FAIRMONT, WEST VIRGINIA – Employment in healthcare occupations is projected to grow 16 percent from 2020 to 2030, said Amy Cunningham, the interim dean of the School of Health Sciences at Pierpont Community & Technical College.

“As the population continues to age and the healthcare industry grows, so does the need for trained healthcare professionals,” Cunningham said.

Pierpont has created two new programs in the healthcare arena, a Medical Billing and Coding Certificate of Applied Science and Electronic Health Record Specialist Advanced Skill Set, while also revising its Licensed Practical Nurse program curriculum.

“Healthcare professionals will always be vital to the country’s infrastructure,” Cunningham said. “Students who pursue a health science program will enjoy job security.”

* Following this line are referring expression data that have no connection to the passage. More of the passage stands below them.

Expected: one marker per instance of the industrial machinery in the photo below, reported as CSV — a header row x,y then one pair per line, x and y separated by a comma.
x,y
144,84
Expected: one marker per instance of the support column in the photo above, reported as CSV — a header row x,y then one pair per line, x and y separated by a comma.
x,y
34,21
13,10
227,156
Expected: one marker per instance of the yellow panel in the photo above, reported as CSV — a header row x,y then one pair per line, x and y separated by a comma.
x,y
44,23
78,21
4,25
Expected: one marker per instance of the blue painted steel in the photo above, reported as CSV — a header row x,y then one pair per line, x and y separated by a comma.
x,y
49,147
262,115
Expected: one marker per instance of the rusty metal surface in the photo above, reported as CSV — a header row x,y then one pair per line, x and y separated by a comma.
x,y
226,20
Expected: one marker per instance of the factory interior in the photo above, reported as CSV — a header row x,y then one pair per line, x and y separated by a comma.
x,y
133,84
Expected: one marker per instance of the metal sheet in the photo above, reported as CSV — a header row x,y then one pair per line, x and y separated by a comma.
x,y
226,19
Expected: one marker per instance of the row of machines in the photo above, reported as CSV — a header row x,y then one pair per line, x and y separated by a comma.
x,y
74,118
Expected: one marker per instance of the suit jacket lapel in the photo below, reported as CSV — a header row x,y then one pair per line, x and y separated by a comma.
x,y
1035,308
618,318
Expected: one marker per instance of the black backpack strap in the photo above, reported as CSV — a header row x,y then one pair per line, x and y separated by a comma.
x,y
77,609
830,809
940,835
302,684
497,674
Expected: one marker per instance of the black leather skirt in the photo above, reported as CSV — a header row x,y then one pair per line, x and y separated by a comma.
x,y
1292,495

Medical Billing and Coding is considered the backbone of the healthcare revenue cycle that ensures healthcare providers are compensated in a timely fashion for services provided to patients.

Electronic Health Record (EHR) Specialists are instrumental in ensuring the accuracy and efficacy of the electronic health record. The federal Electronic Medical Records (EMR) Mandate requires healthcare providers to convert all medical charts to a digital format. Thanks to the EMR, trained EHR professionals are in high demand, with huge growth in the profession projected over the coming years.

“LPNs are in high demand and are able to perform many of the same duties of a Registered Nurse,” Cunningham said.

The healthcare industry is expected to rapidly grow in West Virginia and across the United States. This allows students to choose where they want to live and work. Working in a healthcare career is also a rewarding career, Cunningham said.

“A hallmark of Pierpont is the ability to craft and develop programs that meet the needs of our workforce economy and industries,” said Pierpont Vice President for Academic Affairs & Provost Michael Waide. “The innovation or reimagination of these programs showcases Pierpont’s rapid response to meet the health care industry’s needs for a skilled and qualified workforce in North Central West Virginia.”

Students who complete these programs may start careers in outpatient clinics, doctor’s offices, dental practices, hospitals, rehab hospitals. These careers also allow for professionals to work as consultants, and most medical coders now work at home.

“These programs offer comprehensive training for students to join the rapidly growing healthcare industry,” Cunningham said. “These short-term options will offer Pierpont’s student population specialized training to serve our growing workforce needs while enjoying a rewarding career.